At this meeting the Archbishop of Canterbury, together with his fellow Archbishops, tasked Archbishop Ndungane of Cape Town with the responsibility of developing a communion-wide understanding of the scope of the HIV/AIDS pandemic in Africa and making HIV/AIDS a top priority for the church.
On his return to South Africa, Archbishop Ndungane’s first task was to bring together the leadership of the African Churches through the Council of Anglican Provinces in Africa (CAPA) to determine the breadth and scope of the pandemic - as well as the responses to be made. As a result, the All Africa Anglican Conference on HIV/AIDS was held in August 2001 in Boksburg, South Africa. Church leaders from over 33 African nations attended as well as participants from every region of the Anglican Communion.

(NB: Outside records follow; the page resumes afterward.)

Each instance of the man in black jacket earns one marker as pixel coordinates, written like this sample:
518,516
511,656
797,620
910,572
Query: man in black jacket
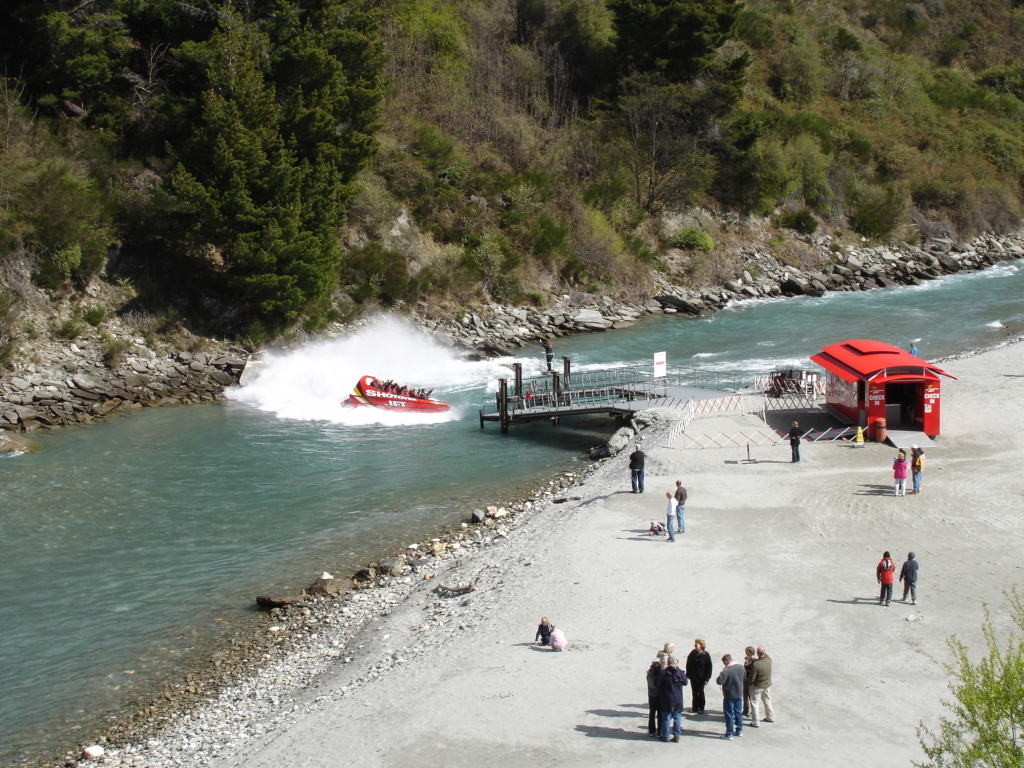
698,668
908,574
636,470
670,699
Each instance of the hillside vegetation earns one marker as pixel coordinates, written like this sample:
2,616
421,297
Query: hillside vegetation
252,166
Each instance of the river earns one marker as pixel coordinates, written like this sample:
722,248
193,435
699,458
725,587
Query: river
131,547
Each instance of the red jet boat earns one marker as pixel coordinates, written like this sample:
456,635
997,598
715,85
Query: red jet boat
370,391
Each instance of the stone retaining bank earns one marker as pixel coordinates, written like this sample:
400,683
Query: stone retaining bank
499,330
73,385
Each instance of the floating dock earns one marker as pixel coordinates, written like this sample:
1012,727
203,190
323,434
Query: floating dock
615,391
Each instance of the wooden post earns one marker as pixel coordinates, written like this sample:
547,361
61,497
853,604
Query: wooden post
503,403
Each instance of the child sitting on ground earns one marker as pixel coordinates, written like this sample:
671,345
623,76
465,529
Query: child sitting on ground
656,528
543,635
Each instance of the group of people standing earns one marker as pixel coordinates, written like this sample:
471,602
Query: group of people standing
885,572
745,689
902,467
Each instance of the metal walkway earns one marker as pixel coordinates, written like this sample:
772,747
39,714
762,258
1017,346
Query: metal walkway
620,391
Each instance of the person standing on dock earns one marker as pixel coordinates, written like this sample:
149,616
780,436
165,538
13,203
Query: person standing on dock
795,436
681,506
549,353
636,470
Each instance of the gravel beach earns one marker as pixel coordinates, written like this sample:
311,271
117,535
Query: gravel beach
775,554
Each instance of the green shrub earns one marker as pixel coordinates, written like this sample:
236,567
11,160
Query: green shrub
755,29
114,350
54,269
70,329
877,212
801,220
94,315
548,237
376,272
692,240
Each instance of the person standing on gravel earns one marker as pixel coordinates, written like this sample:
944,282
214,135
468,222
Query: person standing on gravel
761,688
916,467
670,514
636,469
731,680
885,571
908,574
681,506
698,668
795,436
670,699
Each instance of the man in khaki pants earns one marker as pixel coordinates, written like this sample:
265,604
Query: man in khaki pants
761,688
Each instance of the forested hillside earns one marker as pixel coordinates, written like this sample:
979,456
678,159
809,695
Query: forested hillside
252,166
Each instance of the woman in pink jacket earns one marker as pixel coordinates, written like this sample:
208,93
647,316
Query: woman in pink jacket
900,471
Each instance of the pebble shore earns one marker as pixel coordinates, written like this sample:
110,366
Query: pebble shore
264,680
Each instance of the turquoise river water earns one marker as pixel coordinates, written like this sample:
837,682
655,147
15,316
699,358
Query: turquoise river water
129,548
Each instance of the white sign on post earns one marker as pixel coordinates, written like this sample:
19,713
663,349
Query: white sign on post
659,366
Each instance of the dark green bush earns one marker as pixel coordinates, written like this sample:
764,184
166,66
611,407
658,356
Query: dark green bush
877,212
692,240
376,272
94,315
755,29
70,329
548,237
801,220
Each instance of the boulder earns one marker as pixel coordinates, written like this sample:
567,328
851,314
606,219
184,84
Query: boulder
394,566
267,602
326,586
591,320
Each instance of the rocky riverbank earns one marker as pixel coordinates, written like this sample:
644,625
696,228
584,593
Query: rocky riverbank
270,677
116,371
499,330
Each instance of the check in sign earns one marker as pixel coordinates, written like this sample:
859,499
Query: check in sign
659,367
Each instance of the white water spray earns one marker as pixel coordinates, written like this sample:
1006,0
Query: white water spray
309,383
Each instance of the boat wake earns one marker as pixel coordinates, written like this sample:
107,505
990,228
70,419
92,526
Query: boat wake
310,383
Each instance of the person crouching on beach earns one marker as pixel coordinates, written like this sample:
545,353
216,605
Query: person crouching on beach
543,635
558,641
900,472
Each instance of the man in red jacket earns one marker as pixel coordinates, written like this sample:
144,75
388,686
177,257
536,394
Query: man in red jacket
885,571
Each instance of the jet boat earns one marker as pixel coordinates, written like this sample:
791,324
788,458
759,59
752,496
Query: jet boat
370,391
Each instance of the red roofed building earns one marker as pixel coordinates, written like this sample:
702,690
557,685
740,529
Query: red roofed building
867,381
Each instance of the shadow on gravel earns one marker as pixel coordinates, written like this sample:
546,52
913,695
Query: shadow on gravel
599,731
856,601
875,489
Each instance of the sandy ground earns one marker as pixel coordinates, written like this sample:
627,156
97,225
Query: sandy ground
774,553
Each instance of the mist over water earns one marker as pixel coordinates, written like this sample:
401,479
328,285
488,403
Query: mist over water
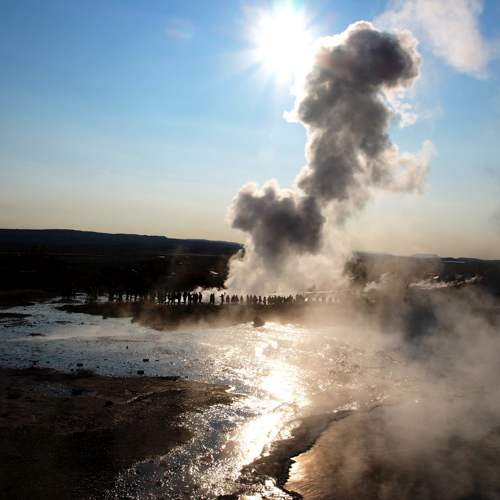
419,375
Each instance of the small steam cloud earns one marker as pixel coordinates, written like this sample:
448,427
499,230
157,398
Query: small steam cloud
451,27
346,102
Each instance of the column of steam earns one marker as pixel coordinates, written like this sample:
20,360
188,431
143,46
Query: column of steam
344,104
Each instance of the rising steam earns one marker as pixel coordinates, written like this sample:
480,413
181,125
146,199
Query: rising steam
346,102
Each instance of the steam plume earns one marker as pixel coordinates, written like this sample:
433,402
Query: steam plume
345,104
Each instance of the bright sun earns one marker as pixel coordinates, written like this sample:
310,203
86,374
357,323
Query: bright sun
282,40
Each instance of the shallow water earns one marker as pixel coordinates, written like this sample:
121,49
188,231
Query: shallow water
282,371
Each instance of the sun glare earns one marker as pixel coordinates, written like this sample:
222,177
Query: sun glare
282,39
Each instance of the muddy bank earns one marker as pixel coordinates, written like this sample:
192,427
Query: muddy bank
68,436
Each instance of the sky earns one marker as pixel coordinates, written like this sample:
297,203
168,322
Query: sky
147,117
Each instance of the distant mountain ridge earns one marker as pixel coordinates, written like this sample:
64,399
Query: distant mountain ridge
75,241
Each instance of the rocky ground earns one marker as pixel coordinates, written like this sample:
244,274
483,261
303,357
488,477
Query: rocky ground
68,436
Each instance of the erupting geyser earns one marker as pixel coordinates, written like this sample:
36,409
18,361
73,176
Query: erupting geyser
345,102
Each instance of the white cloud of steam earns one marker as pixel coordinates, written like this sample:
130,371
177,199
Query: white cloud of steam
450,27
345,102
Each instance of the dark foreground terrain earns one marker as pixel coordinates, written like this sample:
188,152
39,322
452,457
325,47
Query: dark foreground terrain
67,436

This conference completely changed the role of the Anglican Communion in response to HIV/AIDS. The statement that came out of Boksburg, “We, the Anglican Communion across Africa, pledge ourselves to the promise that future generations will be born and live in a world free from AIDS” gave the church the mandate it had been seeking and helped support the development of HIV/AIDS desks in each Anglican province in Africa.
What’s more, the fact that the issue of stigma was raised and dealt with in a very forthright manner, made it compelling for the church to find ways of incorporating HIV/AIDS into their ministries. The statement, “Stigma is a denial that we are created in the image of God. It destroys self-esteem, decimates families, disrupts communities and annihilates hope for future generations. We commit in all our efforts – personal and corporate, programmatic and liturgical – to confront stigma as sin and work for its end,” is very powerful and went some way in addressing the painfully slow progress that the church had made in putting HIV/AIDS on her agenda.
As a result of the conference, people began to see the urgency of the situation and the dialogue around the disease hasn’t stopped.
The Primates' meeting in Canterbury in April 2002 issued a ground-breaking statement that, “HIV/AIDS is not a punishment from God”. This was the third stop on the Anglican HIV/AIDS journey and could only have taken place after months of visionary work by committed individuals.
Feedback regarding the position taken by the Anglican Church has been enormous and among faith organisations there is greater awareness of HIV/AIDS than ever before. And there’s greater commitment in finding solutions to the problems communities face.
A process like this, however, takes an enormous amount of energy. It’s one thing paying lip service to a problem – it’s another translating words to action. The fact that this plan was driven by the Anglican Church in South Africa was significant and Archbishop Njongonkulu Ndungane of Cape Town and Bishop Johannes Seoka of Pretoria gave this initiative the support it needed to get off the ground. The real engine driving it, however, was Rev Canon Ted Karpf who has invested an enormous amount of energy into the HIV/AIDS effort in Africa.
Because of the commitment on the part of so many people, the Anglican Communion is stronger today because of the vision that someday in Africa there will be, “a generation free of AIDS”.